Underexpression of cyclin-dependent kinase (CDK) inhibitors in cervical carcinoma.

Recent studies have revealed a new family of tumor suppressor genes that directly implicate aberrant cell cycle regulation in tumorigenesis. The general function of these gene products is that they prevent cell cycle progression by directly interfering with cyclin/cyclin-dependent kinase (CDK) activation. The importance of these genes is that they are potent inhibitors of CDK. Among these cell cycle inhibitors, p21(WAF1/CIP1) and p16 have been thoroughly studied. However, the role of p21(WAF1/CIP1) and p16 in the tumorigenesis of the uterine cervix has been poorly defined. We used immunohistochemical techniques to study the expression of these cell cycle inhibitors in formalin-fixed, paraffin-embedded cervical tissue to explore the relationship between cyclin/CDK inhibitors and cervical carcinoma. Cervical tissues were analyzed from 46 patients with cervical carcinoma, 30 cases with cervical intraepithelial neoplasia (CIN) and 22 control cases who underwent hysterectomy due to benign gynecologic disease at Yonsei University College of Medicine.

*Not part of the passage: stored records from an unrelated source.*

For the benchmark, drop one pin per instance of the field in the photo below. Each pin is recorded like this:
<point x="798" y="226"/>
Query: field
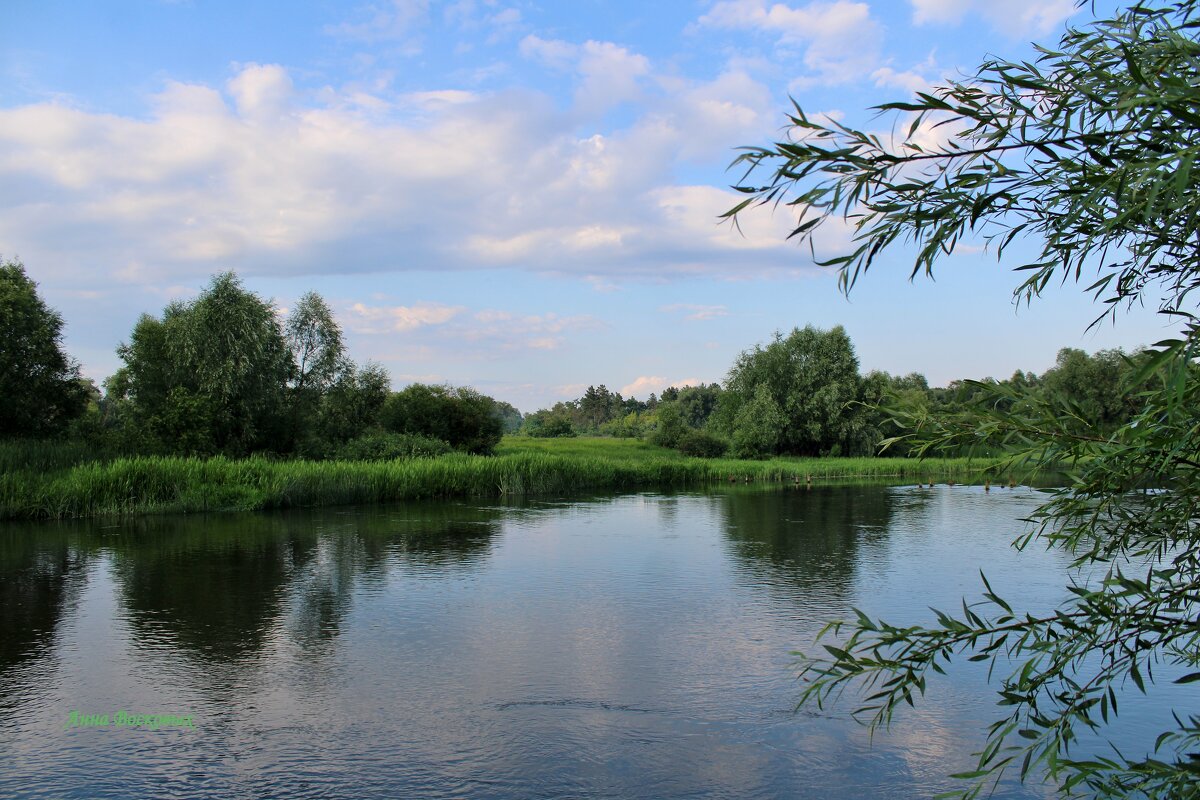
<point x="66" y="483"/>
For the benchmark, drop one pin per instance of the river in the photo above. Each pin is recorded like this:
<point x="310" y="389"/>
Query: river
<point x="634" y="645"/>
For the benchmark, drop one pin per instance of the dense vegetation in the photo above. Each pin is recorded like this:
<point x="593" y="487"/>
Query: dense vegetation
<point x="69" y="483"/>
<point x="803" y="395"/>
<point x="39" y="382"/>
<point x="1090" y="154"/>
<point x="222" y="376"/>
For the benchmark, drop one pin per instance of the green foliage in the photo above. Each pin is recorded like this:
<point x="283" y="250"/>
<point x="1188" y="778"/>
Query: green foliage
<point x="528" y="467"/>
<point x="389" y="446"/>
<point x="549" y="425"/>
<point x="461" y="416"/>
<point x="757" y="425"/>
<point x="700" y="444"/>
<point x="1089" y="151"/>
<point x="315" y="340"/>
<point x="510" y="417"/>
<point x="222" y="356"/>
<point x="351" y="405"/>
<point x="39" y="383"/>
<point x="669" y="425"/>
<point x="809" y="385"/>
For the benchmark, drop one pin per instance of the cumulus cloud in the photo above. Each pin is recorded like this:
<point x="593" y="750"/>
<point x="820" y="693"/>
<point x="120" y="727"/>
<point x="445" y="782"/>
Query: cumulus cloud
<point x="839" y="38"/>
<point x="646" y="385"/>
<point x="610" y="73"/>
<point x="1013" y="18"/>
<point x="265" y="178"/>
<point x="389" y="319"/>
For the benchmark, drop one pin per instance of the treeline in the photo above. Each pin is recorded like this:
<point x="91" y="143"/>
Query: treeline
<point x="226" y="374"/>
<point x="223" y="374"/>
<point x="803" y="395"/>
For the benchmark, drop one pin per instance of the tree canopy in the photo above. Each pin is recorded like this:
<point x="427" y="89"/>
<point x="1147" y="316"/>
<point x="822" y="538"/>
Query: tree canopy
<point x="40" y="384"/>
<point x="210" y="376"/>
<point x="1087" y="151"/>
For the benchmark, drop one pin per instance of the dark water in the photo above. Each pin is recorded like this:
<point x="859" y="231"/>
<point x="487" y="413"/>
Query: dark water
<point x="628" y="647"/>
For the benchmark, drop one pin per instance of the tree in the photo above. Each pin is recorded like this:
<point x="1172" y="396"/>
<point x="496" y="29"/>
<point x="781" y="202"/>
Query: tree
<point x="811" y="377"/>
<point x="1089" y="151"/>
<point x="39" y="382"/>
<point x="316" y="342"/>
<point x="351" y="407"/>
<point x="462" y="417"/>
<point x="211" y="374"/>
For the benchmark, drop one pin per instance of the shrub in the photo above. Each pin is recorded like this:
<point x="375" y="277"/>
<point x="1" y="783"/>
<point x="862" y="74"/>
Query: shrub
<point x="390" y="446"/>
<point x="702" y="445"/>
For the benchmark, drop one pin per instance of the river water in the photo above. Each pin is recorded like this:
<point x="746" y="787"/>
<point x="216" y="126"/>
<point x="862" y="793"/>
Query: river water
<point x="619" y="647"/>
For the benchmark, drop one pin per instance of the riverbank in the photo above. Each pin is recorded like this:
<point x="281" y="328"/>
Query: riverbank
<point x="522" y="467"/>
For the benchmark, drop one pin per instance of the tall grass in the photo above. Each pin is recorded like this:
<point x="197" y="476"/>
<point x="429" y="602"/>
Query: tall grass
<point x="171" y="485"/>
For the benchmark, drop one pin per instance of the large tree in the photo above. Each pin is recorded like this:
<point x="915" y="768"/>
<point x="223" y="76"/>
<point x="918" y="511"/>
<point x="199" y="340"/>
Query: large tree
<point x="1090" y="154"/>
<point x="810" y="378"/>
<point x="211" y="374"/>
<point x="40" y="384"/>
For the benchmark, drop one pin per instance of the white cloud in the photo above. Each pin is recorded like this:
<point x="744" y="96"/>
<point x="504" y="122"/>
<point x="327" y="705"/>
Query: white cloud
<point x="840" y="38"/>
<point x="269" y="179"/>
<point x="646" y="385"/>
<point x="389" y="319"/>
<point x="1014" y="18"/>
<point x="610" y="74"/>
<point x="502" y="330"/>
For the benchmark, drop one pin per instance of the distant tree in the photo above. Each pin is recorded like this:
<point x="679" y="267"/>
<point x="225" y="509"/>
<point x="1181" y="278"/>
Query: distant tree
<point x="757" y="425"/>
<point x="595" y="405"/>
<point x="40" y="384"/>
<point x="463" y="417"/>
<point x="670" y="426"/>
<point x="211" y="376"/>
<point x="811" y="377"/>
<point x="351" y="407"/>
<point x="316" y="342"/>
<point x="1093" y="384"/>
<point x="1086" y="154"/>
<point x="510" y="417"/>
<point x="697" y="403"/>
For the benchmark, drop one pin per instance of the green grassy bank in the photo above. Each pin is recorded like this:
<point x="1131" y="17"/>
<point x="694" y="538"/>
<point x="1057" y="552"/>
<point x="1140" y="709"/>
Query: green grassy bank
<point x="522" y="467"/>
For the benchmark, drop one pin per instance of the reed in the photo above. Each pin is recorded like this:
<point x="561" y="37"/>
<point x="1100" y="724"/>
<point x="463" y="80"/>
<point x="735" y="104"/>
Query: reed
<point x="173" y="485"/>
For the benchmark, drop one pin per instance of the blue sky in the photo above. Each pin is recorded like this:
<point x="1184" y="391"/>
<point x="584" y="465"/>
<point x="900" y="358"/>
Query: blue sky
<point x="515" y="196"/>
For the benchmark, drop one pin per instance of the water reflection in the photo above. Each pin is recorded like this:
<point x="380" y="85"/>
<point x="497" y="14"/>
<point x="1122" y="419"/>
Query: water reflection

All CDK inhibitors were strongly expressed in the reverse cell hyperplasia and koilocytes, whereas they revealed significantly decreased expression in neoplastic tissues (P < 0.05). P16 revealed higher expressions in cases associated with human papillomavirus (HPV) (t test, P < 0.05) than in cases lacking any type of HPV. Our results were consistent with the concept that underexpression of CDK inhibitors may play an important role in neoplastic transformation in cervical carcinoma.